“As they turned 23, the study found that when compared to their socially slower-moving middle-school peers, they had a 45 percent greater rate of problems resulting from alcohol and marijuana use and a 40 percent higher level of actual use of those substances. They also had a 22 percent greater rate of adult criminal behavior, from theft to assaults.”
This 40% increase seems pretty impressive—sounds like a relative increase. Is it adjusted for known risk factors like gender and family income, and how big is this effect anyway in the absolute? The authors use "step-wise model selection", making the assumption that adverse outcomes, such as substance use and criminality, are already known predictors such as gender and family income. They add additional predictors to the model: is adding “coolness” going to improve the model? Table 1 shows their initial assumption isn’t necessary right, but let's ignore that. Table 4 shows that the effect size of “coolness” on later drug use is much larger than that of gender and income (roughly 2x) after adjustment. Not clear if the correlation coefficients are adjusted to scale, but we’ll let that go also for now. Focusing on the R-square statistic, I see that gender and family income account for 12% of the variance, “coolness” accounts for another 10%.
Phew. Thankfully, subsequent tables are similar enough that even without reading the legends I can glance at them and guess what they were trying to say. This is an example of why statistics departments have a marketing problem. But that's a discussion for another time.
Let’s translate that into a language I can understand.
How well we can predict on an individual level with the three predictors? Studies of this kind do not usually report predictive performances. Nevertheless, we can allow ourselves the liberty to think out loud in a back-of-the-envelop way for just one second. Very roughly, with the worst prognostic factors, (poor, male, “cool”), on an individual basis, we can only improve our odds of detecting, in a particular individual, whether he will have a drug problem at best for by about 30% (i.e. accounting for a “change of variance” of 20-30%). I.e. if I see an adolescent at the age of 13 exhibiting these characteristics, all I can say, at best, is that there is a 30% higher likelihood of him having a drug problem at the age of 20. Given that perhaps 10% of the population has some kind of drug problem, we have a 13% “posterior” probability (probability after the fact that we know he has these high risk traits) of this particular adolescent having a drug problem in his 20s. Not too impressive. A key conceptual difference is obscured: testing a hypothesis (on average, “cool” kids are more likely, though not by too much in the absolute, to abuse drugs in their 20s--true) is not the same thing as evaluating a predictive model (can’t really say much knowing this particular kid is “cool”).
These results suggest that trying to profile problem youths like this in daily life probably has a very high false positive rate.
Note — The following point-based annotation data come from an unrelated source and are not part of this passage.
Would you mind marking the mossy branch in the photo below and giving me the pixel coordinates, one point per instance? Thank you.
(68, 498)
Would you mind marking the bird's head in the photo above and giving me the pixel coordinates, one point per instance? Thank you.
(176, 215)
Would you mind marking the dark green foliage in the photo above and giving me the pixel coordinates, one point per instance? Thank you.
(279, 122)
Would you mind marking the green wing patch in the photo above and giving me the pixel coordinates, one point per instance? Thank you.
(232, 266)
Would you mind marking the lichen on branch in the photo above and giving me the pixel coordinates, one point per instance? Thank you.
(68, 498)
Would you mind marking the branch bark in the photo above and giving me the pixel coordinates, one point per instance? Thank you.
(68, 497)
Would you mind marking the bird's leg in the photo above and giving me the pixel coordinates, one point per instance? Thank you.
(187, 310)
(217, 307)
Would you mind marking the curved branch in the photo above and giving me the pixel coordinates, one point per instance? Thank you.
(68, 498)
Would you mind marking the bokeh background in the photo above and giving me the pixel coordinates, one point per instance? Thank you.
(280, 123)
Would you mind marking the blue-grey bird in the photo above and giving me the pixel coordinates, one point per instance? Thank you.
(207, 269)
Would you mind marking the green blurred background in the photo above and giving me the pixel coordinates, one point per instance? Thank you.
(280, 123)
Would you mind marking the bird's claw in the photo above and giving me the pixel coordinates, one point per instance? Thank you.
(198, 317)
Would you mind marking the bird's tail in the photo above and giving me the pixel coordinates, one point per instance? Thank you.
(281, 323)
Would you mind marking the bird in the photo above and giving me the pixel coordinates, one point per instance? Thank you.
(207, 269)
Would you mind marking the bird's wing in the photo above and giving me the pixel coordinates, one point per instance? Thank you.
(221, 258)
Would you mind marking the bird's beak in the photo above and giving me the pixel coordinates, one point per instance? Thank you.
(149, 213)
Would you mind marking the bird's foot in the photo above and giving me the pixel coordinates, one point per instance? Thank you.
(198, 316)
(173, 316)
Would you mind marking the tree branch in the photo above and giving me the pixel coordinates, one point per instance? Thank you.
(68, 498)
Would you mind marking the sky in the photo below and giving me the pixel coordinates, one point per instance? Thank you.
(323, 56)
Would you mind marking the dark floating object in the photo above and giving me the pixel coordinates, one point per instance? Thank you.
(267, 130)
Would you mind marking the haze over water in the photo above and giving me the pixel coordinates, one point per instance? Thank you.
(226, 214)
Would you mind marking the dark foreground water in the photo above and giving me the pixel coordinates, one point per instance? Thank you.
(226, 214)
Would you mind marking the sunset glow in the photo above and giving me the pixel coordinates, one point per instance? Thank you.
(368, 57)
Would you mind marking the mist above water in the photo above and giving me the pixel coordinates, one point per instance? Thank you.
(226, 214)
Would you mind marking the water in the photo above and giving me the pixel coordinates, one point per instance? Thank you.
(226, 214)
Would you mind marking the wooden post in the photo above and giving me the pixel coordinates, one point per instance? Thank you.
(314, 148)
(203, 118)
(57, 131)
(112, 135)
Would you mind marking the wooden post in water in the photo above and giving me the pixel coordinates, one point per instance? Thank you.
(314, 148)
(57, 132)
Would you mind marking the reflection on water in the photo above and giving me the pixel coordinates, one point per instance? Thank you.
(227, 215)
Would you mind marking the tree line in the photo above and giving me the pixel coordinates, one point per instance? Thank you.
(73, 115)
The incredible variance (that 70% variance NOT in the 3 predictors) and the relative rarity of a psychiatric disorder (vs. the much more common phenomenon of non-conforming behavior) make it difficult to predict behavior 10 years down the line on an individual basis. A crude re-reading of this interesting but highly nuanced study reveals that most “cool” kids do not, predictably, become drug addicts. Popular media articles like this one may very well contribute to negative stereotyping.